Pulling together an order of service that also includes a creative element to both refresh the usual content and appeal to visitors can be pretty daunting. We were discussing ideas for Christmas service planning in the Musicademy Worship Community (it’s a Group on Facebook – you are welcome to join too) when one of our regular community members, Simon Timperley has shared with us how he had written a set of readings. We asked him to share these with our Musicademy folks (you can download them here) but below is Simon’s story of how these came about (sub headings are Musicademy’s).
Attempt #1: pub music opportunity is let down by the readings
A couple of years ago the church I was in and played bass in the worship band, a small local expression of a major “denomination” based in Anaheim, Californ – i – a, decided to “do Christmas in the pub” as an alternative to letting the piano player do traditional carols again.
I was approached with a view to choosing, arranging, and presenting a “set” of Christmas carols in a contemporary style that joined the two worlds of carols and our preferred worship style, and that would be suitable for an evening pub (bar) “audience”. NOTE: I am a semi pro musician working in clubs and pubs. I suspect they asked me because of my dashing good looks…
I went through the carol sheets we used when we did “Late December shopping mall carols” at a previous church and chose 6 or 7 songs that had good theology, sang well, and would suit various contemporary music styles.
We rehearsed the band and got it all ready, but then on the evening of the “show” the leaders decided we needed to have “the correct readings” to go with the songs, and that the songs needed to be”in the correct order”. People were then pressed into doing readings from iPhones / tablets / little teeny weeny handbag (purse) bibles, and the musical flow fell apart. It was OK, but really didn’t live up to the potential.
I said afterwards that if I’d known that we had to have the readings then I would have scripted them so they presented well, and would have worked with the “readers” to do them well.
Attempt #2: readings => narrations
A couple of years later my workplace “Christian group” started discussing their “annual Carols and mince pies presentation” and asked for ideas as to what we could do.
I suggested a stripped down version of what we’d done in the pub, and wrote four narrations to go with five carols. It was a tremendous success, the characters really entered into it with comedy regional accents and a lot of preparation, and we all formed a little choir for the songs.
Attempt #3: => narrating by candlelight (still some lessons to be learnt)
The next year, at a new church, I was asked to do the evening “carols by candle light” service which was a major community event for them, and so suggested this presentation. I worked really hard at getting people on board and wrote some more narrations, including having Elizabeth read Luke’s story and St John’s “Communion” end piece.
I also included modern festive songs at the beginning and end.
It went very well except for the following:
- The minister insisted on doing a “look at me all you extroverts and stand up and shake hands” welcome thing at the beginning, and then hijacked the final narration to do a rambling unscripted gospel message, and had a speaker ALSO do a full preach gospel message.
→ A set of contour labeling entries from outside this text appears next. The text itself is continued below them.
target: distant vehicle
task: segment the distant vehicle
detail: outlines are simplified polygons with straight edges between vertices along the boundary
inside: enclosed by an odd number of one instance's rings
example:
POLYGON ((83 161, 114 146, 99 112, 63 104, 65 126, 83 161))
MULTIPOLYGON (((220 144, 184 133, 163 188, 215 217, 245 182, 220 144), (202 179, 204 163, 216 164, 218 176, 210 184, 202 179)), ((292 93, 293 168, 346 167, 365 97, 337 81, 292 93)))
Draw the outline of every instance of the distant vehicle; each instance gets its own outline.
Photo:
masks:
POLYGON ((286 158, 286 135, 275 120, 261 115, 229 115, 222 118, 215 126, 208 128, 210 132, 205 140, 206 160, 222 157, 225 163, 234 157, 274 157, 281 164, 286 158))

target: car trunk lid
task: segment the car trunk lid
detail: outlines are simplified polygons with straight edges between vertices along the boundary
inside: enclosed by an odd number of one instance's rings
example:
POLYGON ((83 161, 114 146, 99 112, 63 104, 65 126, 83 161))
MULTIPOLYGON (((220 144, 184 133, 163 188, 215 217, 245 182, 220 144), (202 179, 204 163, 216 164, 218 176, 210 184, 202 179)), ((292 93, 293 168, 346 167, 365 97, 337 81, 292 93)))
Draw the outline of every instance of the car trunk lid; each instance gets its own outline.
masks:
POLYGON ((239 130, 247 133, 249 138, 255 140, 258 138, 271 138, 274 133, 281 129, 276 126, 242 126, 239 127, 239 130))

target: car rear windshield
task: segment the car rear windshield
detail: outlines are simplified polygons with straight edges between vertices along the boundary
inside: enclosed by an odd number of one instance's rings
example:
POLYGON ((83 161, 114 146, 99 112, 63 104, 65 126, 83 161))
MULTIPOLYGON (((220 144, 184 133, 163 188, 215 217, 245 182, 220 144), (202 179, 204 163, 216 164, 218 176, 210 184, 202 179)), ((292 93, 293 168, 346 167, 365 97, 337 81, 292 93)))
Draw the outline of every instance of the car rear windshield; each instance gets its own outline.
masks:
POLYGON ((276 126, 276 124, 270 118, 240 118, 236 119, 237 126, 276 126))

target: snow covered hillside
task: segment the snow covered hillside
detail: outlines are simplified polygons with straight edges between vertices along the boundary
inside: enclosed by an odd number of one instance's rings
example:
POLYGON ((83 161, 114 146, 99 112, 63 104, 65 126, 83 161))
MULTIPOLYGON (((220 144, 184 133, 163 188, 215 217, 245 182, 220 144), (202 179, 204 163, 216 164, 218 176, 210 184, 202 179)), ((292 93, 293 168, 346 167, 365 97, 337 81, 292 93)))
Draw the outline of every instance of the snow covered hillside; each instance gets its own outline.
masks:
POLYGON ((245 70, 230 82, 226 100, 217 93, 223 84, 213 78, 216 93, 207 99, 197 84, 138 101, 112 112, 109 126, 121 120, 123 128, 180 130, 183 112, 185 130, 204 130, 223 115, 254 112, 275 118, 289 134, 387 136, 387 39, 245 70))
- The musicians were very reluctant to try modern styles (apparently only the organ can make things sound like Christmas. Odd, I thought it needed a brass band…) and didn’t want to rehearse.
- The AV for the words was all Edwardian gaudy Christmas cards, different image for every verse of every song, and was very distracting. (HINT: Pick a nice simple image and use that for everything)
What was good is that the narrators dressed up and we “hid” them with a spot light turned off during the songs, which flowed nicely without any interruptions.
Attempt #4: => reworking for cafe church and viral (well sort of) spread
Roll forward another year or two, and last Christmas my own (new) church agreed to do it. I directed it, we did the “communion” bit at the end, it was full cafe style with nice snacks and cosy tables, and it was really really good.
After discussing it on “the other FB worship leader’s group” [believe it or not there are other worship leading Groups on Facebook outside Musicademy’s!] while we were preparing it someone asked if they could do it, I gave permission, it went very well for them too.
Would you like Simon’s narrations plus his orders of service?
You can download them here! Let us know how it goes.
If you are going to do this yourselves. Simon’s top tips
- Make the narrators as hammy and pantomime as possible
- Make it all slick and flowing
- Do the music the way your band do it on the other 51 Sunday’s of the year
- And (I can’t stress this enough) DON’T LET CLERGY DO PRAYERS OR PREACHING. NOT THIS TIME.
NO NO NO.
Thanks so much to Simon for taking the time to share these. Let us know what you think!